The Banks Islands, as usual, were much more hopeful, Santa Maria coming first. Canoes came round the vessel, and the honesty of the race showed itself, for one little boy, who had had a fish-hook given him, wished to exchange it for calico, and having forgotten to restore the hook at the moment, swam back with it as soon as he remembered it. There was a landing, and the usual friendly intercourse, but just as the boat had put off, a single arrow was suddenly shot out of the bush, and fell about ten yards short. It was curious that the Spanish discoverers had precisely the same experience. It was supposed to be an act of individual mischief or fun, and the place obtained the appropriate name of Cock Sparrow Point.
It was not possible to get into the one landing-place in the wall round Mota's sugar-loaf, but there was an exchange of civilities with the Saddleites, and in Vanua Lava, the largest member of the group, a beautiful harbour was discovered, which the Bishop named Port Patteson, after the Judge.
The Santa Cruz group was visited again on the 23rd of September. Nothing remarkable occurred; indeed, Patteson's journal does not mention these places, but that of the Bishop speaks of a first landing at Nukapu, and an exchange of names with the old chief Acenana; and the next day of going to the main island, where swarms of natives swam out, with cries of Toki, toki, and planks before them to float through the surf. About 250 assembled at the landing place, as before, chiefly eager for traffic. The Volcano Isle was also touched at, but the language of the few inhabitants was incomprehensible. The mountain was smoking, and red-hot cinders falling as before on the steep side.

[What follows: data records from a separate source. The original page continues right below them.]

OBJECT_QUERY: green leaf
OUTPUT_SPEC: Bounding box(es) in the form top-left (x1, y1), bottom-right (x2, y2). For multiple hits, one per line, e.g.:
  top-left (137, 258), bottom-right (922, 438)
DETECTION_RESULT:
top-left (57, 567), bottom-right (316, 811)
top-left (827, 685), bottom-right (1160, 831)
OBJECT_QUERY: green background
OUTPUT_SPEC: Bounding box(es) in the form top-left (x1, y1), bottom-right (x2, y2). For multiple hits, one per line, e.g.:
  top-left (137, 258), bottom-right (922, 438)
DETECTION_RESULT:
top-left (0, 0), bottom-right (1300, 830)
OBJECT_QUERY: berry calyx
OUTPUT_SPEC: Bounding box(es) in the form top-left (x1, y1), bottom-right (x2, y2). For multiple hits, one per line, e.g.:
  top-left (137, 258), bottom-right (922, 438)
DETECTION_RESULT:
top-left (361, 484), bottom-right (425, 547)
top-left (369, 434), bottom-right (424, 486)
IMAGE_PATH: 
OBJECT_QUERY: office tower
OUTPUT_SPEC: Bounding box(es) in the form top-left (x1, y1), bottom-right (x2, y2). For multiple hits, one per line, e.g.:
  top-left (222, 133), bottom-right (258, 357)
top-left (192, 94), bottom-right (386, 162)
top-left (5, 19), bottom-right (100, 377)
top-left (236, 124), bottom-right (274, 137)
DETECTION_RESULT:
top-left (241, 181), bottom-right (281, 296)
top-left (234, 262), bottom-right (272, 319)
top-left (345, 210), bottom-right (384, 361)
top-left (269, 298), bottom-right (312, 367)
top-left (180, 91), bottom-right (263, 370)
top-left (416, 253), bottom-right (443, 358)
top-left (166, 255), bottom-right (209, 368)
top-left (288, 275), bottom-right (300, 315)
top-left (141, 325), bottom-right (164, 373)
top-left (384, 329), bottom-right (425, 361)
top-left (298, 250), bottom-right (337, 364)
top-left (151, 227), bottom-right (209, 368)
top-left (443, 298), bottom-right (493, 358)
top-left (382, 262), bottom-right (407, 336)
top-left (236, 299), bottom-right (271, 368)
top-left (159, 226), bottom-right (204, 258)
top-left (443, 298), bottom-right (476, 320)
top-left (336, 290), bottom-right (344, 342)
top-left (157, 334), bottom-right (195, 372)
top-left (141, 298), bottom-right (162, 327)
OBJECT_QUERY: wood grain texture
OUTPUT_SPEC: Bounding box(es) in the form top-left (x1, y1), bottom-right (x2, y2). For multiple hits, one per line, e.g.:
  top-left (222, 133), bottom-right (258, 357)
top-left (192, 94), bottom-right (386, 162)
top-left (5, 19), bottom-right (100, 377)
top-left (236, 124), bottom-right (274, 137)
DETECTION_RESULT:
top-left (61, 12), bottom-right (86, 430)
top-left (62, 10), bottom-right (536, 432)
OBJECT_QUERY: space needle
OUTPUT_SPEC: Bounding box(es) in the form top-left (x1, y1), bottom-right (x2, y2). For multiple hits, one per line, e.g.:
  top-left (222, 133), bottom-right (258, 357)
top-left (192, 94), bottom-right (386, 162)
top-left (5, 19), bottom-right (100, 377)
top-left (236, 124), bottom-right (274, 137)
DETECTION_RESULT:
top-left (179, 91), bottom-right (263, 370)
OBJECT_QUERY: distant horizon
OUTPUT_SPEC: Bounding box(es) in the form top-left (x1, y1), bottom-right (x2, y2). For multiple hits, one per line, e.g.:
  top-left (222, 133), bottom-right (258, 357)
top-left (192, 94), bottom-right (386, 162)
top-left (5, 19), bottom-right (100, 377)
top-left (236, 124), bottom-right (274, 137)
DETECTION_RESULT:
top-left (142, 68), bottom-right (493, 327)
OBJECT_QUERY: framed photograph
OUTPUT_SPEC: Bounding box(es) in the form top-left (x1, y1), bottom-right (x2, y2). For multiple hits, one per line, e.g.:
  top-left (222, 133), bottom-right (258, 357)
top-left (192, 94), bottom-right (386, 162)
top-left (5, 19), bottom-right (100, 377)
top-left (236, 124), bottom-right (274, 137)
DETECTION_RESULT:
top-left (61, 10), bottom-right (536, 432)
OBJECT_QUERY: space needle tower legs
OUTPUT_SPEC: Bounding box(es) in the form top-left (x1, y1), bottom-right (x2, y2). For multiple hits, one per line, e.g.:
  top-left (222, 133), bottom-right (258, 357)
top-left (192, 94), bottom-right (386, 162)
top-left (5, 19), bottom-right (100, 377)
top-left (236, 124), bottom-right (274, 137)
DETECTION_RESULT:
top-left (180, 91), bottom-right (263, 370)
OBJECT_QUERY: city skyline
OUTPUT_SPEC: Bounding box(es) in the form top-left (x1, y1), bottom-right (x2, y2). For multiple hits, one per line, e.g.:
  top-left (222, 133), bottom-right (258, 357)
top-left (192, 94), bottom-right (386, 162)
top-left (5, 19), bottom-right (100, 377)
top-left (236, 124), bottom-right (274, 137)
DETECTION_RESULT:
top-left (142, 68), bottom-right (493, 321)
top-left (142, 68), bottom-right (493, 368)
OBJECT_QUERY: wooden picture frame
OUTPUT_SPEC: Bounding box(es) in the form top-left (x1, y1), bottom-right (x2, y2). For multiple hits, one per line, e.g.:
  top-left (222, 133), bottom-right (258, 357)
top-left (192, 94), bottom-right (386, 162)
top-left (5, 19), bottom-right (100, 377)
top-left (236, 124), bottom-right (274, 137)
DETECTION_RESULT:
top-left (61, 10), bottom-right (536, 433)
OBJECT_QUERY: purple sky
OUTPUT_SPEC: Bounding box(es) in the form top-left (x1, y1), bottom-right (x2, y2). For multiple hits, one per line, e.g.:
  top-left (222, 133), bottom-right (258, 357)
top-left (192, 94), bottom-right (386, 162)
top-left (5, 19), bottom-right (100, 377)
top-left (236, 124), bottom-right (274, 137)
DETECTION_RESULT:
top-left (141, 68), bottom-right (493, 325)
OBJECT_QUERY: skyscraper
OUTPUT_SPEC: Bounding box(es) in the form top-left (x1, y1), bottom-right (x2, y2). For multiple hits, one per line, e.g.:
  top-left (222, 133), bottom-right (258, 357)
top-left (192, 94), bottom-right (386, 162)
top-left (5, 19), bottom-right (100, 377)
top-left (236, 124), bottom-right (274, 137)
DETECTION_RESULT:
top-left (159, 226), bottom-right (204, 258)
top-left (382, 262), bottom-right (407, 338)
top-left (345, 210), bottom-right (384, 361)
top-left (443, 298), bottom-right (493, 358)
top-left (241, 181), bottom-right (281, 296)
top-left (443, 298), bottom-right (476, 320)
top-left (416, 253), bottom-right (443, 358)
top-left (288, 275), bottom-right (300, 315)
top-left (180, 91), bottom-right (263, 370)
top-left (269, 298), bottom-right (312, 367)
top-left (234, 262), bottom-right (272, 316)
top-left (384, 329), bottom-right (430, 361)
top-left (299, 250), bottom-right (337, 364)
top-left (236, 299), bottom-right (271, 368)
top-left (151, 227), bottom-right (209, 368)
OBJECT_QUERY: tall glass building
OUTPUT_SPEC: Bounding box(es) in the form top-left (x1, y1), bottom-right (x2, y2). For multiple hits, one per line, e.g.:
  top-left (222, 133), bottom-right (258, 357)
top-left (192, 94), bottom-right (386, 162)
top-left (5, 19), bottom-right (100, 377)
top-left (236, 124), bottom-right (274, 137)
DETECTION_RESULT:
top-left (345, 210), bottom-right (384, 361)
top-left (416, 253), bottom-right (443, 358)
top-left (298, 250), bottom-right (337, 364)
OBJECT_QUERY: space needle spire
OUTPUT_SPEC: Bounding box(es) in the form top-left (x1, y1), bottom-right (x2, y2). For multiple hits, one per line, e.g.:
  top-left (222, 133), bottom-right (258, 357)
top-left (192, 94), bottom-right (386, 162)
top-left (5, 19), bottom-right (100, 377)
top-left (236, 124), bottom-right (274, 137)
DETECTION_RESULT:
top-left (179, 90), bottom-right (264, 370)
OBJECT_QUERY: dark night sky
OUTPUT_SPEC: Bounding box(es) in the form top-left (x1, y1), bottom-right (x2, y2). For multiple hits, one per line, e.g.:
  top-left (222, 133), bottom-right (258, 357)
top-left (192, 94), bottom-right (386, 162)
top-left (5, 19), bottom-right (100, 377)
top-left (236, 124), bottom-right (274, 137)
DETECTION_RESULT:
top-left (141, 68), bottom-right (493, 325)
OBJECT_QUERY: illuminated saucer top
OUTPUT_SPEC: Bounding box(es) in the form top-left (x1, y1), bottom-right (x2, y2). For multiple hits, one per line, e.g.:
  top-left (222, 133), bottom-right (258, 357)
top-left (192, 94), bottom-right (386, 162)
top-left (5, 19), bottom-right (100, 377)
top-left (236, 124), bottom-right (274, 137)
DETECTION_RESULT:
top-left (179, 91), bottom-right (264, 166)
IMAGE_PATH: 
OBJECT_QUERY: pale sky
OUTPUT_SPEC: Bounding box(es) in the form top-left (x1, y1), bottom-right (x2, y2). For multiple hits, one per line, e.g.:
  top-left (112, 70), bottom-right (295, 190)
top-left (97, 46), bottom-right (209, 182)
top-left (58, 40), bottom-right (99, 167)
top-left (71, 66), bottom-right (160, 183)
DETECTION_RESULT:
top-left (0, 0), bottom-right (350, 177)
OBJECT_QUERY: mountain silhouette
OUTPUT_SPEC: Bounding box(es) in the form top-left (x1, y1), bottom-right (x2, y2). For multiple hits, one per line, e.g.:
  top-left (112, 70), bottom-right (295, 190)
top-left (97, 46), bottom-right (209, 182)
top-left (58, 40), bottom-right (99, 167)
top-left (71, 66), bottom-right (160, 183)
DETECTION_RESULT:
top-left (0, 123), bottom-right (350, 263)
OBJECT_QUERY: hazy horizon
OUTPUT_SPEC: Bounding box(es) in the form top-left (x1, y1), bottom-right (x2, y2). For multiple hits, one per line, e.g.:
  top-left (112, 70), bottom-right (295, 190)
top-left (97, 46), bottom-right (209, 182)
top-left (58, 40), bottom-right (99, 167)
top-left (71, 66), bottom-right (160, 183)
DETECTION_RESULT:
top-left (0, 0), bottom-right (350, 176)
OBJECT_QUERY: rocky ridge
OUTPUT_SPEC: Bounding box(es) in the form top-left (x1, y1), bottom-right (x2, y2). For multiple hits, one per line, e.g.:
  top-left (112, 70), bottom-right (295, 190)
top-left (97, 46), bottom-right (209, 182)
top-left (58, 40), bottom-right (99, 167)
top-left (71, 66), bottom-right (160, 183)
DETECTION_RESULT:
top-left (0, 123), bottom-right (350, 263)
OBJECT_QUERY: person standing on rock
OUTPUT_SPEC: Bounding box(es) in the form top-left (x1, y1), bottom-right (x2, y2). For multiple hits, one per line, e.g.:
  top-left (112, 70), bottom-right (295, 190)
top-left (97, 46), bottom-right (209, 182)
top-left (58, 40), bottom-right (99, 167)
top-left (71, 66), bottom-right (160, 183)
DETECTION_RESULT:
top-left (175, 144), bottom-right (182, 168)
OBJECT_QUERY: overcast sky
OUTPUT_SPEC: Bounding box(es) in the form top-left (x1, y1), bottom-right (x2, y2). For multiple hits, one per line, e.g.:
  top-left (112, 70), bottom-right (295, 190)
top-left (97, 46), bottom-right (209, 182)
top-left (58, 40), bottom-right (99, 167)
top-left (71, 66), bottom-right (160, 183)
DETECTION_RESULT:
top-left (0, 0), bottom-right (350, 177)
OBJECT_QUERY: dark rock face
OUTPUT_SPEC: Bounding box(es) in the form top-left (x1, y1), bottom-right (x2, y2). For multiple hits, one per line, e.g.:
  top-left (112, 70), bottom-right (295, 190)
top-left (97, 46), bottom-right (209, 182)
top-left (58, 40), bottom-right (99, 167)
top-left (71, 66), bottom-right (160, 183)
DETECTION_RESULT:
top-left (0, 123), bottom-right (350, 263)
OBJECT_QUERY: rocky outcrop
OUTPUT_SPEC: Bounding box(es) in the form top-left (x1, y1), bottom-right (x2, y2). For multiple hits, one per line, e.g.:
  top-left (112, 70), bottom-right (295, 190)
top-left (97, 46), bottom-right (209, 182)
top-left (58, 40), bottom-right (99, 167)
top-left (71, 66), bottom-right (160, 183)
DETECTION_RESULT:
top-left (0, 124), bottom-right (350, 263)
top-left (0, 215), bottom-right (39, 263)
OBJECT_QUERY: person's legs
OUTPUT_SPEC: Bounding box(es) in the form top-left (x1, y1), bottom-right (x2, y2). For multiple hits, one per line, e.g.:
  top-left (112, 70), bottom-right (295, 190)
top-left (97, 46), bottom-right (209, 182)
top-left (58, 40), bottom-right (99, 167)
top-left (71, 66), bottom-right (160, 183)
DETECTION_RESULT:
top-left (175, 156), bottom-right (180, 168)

It was tempting to climb it and investigate what probably no white man had yet seen, but it was decided to be more prudent to abstain.
Some events of the visit to Bauro are related in the following letter to the young cousin whose Confirmation day had been notified to him in time to be thought of in his prayers:—
'Off San Cristoval: October 5, 1857.
'My dearest Pena,—It was in a heathen land, among a heathen people, that I passed the Sunday—a day most memorable in your life—on which I trust you received for the first time the blessed Sacrament of our Saviour's Body and Blood.